Parimenti, entro il 28 febbraio, anziché il 15 marzo (il nuovo termine,
introdotto dal citato decreto legge, entrerà in vigore il 1° maggio 2007),
bisognerà rilasciare il modello Cud, per i redditi di lavoro dipendente, o
assimilati a quello di lavoro dipendente, corrisposti, e le certificazioni delle
ritenute fiscali effettuate agli altri soggetti.
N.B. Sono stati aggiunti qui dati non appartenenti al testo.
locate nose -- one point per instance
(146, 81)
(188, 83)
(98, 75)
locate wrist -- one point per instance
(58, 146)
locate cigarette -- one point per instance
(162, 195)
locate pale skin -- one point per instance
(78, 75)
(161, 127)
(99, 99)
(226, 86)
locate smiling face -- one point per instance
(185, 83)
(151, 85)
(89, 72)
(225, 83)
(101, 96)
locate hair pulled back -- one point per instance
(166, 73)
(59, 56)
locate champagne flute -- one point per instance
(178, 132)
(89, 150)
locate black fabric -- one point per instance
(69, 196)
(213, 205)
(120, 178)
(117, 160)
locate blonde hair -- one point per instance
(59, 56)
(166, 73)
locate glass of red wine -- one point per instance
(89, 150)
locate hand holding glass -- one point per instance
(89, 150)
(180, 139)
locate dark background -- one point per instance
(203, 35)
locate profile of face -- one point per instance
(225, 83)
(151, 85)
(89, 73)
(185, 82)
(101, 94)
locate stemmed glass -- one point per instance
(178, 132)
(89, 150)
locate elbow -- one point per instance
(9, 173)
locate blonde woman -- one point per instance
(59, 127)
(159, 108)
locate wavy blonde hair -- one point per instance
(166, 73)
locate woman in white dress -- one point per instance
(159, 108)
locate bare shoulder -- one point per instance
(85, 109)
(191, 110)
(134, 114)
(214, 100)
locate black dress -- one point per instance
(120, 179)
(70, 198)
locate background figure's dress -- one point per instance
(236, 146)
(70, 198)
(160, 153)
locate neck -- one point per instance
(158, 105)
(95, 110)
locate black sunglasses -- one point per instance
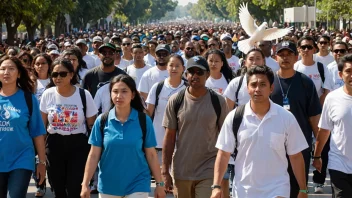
(342, 51)
(304, 47)
(61, 74)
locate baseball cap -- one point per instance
(107, 45)
(97, 39)
(286, 45)
(198, 61)
(163, 47)
(81, 41)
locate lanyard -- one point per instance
(282, 91)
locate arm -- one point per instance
(314, 120)
(221, 162)
(298, 168)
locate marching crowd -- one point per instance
(106, 111)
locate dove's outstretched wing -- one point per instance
(247, 21)
(275, 33)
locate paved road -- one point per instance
(327, 190)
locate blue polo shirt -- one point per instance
(123, 167)
(17, 130)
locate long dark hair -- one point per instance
(81, 63)
(225, 69)
(48, 60)
(24, 82)
(136, 102)
(68, 65)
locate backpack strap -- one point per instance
(321, 71)
(238, 89)
(237, 120)
(157, 93)
(143, 124)
(216, 105)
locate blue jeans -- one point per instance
(14, 184)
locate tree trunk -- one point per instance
(12, 30)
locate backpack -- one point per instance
(214, 100)
(321, 71)
(237, 120)
(157, 93)
(142, 122)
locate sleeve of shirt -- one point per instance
(226, 139)
(295, 140)
(170, 118)
(36, 125)
(95, 138)
(230, 91)
(150, 140)
(91, 108)
(152, 95)
(325, 121)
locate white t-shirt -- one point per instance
(90, 61)
(136, 73)
(313, 73)
(332, 79)
(149, 59)
(102, 98)
(166, 92)
(65, 114)
(150, 77)
(124, 63)
(41, 86)
(336, 117)
(270, 62)
(234, 63)
(261, 163)
(326, 60)
(230, 91)
(217, 85)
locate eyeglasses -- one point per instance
(198, 72)
(304, 47)
(323, 43)
(61, 74)
(342, 51)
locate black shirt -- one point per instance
(96, 78)
(303, 99)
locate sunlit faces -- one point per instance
(175, 67)
(8, 72)
(215, 62)
(61, 76)
(121, 95)
(254, 58)
(346, 74)
(259, 88)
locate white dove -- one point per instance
(256, 33)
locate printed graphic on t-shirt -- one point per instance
(64, 117)
(5, 114)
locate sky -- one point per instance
(185, 2)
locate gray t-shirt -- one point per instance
(195, 152)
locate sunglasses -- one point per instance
(61, 74)
(342, 51)
(304, 47)
(198, 72)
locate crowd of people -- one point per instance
(109, 111)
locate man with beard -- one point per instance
(190, 51)
(101, 75)
(155, 74)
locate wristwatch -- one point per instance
(161, 184)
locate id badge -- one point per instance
(286, 104)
Il modello 770 deve essere inviato telematicamente con il pincode
rilasciato a nome del condominio, a meno che la trasmissione non avvenga a cura
di un soggetto che professionalmente svolge consulenza fiscale. In tal caso, la
trasmissione del 770 avviene attraverso il sistema Entratel. La firma deve
essere apposta dall’amministratore in carica che risulta dall’ultimo verbale
delle assemblee al momento della presentazione della dichiarazione (circolare n.
55/E/2001).
Il condominio non è, invece, tenuto a prestare assistenza fiscale ai propri
dipendenti.
quadro AC del modello
UNICO dell'AMMINISTRATORE
Si rammenta ancora l’obbligo, per l’amministratore, di comunicare annualmente
all’Anagrafe tributaria, attraverso la presentazione del quadro AC del modello
Unico, l’ammontare dei beni e dei servizi acquistati dal condominio, nonché
l’elenco dei dati identificativi dei fornitori.
Ai fini della determinazione del momento di effettuazione degli acquisti,
chiarisce la circolare n. 204/2000 del ministero delle Finanze, si applicano le
disposizioni dell’articolo 6 del Dpr. 633/1972, che stabilisce il momento in
cui, ai fini Iva, si intende eseguita l’operazione.
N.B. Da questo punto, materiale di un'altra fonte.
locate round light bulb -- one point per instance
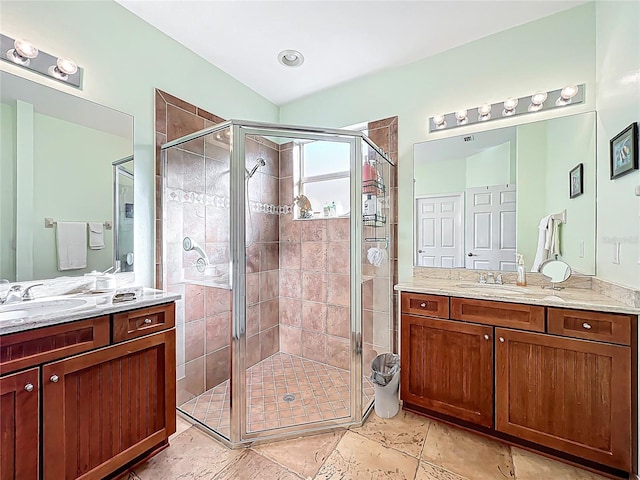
(461, 115)
(538, 98)
(25, 49)
(510, 103)
(484, 110)
(569, 92)
(67, 66)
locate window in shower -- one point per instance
(324, 175)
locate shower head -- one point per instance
(259, 163)
(189, 244)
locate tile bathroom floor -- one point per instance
(407, 446)
(320, 392)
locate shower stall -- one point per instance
(286, 282)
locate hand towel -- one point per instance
(71, 239)
(96, 235)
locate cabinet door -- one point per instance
(19, 426)
(447, 367)
(104, 408)
(570, 395)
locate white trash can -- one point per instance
(385, 375)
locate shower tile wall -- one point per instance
(263, 276)
(314, 281)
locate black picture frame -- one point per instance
(576, 181)
(623, 151)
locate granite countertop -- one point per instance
(578, 298)
(100, 304)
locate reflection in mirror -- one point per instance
(480, 197)
(123, 214)
(556, 271)
(56, 162)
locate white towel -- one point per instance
(96, 235)
(548, 241)
(71, 239)
(376, 256)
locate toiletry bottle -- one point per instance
(521, 280)
(369, 207)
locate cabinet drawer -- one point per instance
(33, 347)
(422, 304)
(499, 314)
(605, 327)
(136, 323)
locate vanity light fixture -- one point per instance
(512, 106)
(63, 68)
(291, 58)
(461, 117)
(537, 101)
(439, 122)
(24, 54)
(566, 94)
(484, 112)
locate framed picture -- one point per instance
(576, 184)
(623, 151)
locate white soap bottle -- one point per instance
(521, 279)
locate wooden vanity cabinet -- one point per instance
(19, 425)
(554, 377)
(570, 395)
(449, 368)
(102, 406)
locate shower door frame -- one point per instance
(238, 413)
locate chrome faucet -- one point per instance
(16, 294)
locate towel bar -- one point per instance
(50, 222)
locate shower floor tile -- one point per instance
(320, 392)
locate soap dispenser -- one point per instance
(521, 279)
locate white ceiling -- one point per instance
(340, 40)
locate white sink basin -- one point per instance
(16, 312)
(495, 288)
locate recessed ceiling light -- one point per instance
(291, 58)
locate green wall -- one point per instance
(7, 191)
(464, 76)
(100, 36)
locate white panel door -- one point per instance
(490, 242)
(439, 241)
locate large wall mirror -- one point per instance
(480, 198)
(57, 162)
Rimangono escluse dall’elenco, per espressa disposizione legislativa:
le forniture di acqua, energia elettrica e gas
le forniture di servizi che hanno comportato il pagamento di
compensi assoggettati a ritenute alla fonte
le forniture di servizi rese da soggetti che singolarmente,
nell’intero anno solare, non abbiano superato complessivamente l’importo di
258,23 euro.
E’ utile evidenziare che, pur essendo il condominio il sostituto
d’imposta, gli adempimenti sopra indicati dovranno essere posti in essere
dall’amministratore che, ai sensi dell’articolo 1131 del Codice civile, lo
rappresenta. Tuttavia, le disposizioni normative sopra citate pongono l’obbligo
di inviare la comunicazione annuale dei dati relativi ai fornitori
direttamente all’amministratore, per cui, in mancanza di questo, l’obbligo
di tale comunicazione non sussiste.
Ovviamente, deve trattarsi di mancanza legale dello stesso (il Codice civile
impone l’obbligo dell’amministratore quando i condomini sono più di quattro).
Sempre la citata circolare n. 204/2000 precisa che, se in assenza di un obbligo
di legge l’amministratore viene ugualmente nominato, l’obbligo dell’invio della
comunicazione sussiste.
Incombe direttamente sull’amministratore l’obbligo di fornire, a richiesta degli
uffici, dati, notizie e documenti relativi alla gestione condominiale. Pertanto,
anche in questo caso, in mancanza di un amministratore, la richiesta da parte
degli uffici non può essere avanzata.
In assenza legale di un amministratore, le incombenze che fanno carico
direttamente al condominio, quale sostituto d’imposta, devono essere svolte,
comunque, da uno dei condomini.
Appare opportuno precisare, infine, che il condominio non è un soggetto passivo
d’imposta e non è tenuto, quindi, a presentare una propria dichiarazione,
neanche nei casi in cui percepisca redditi per canoni relativi all’affitto di
beni condominiali. In tal caso, i proventi devono essere imputati ai singoli
condomini, in proporzione alle quote millesimali, e dichiarate da questi ultimi,
se di importo superiore a 25,38 euro.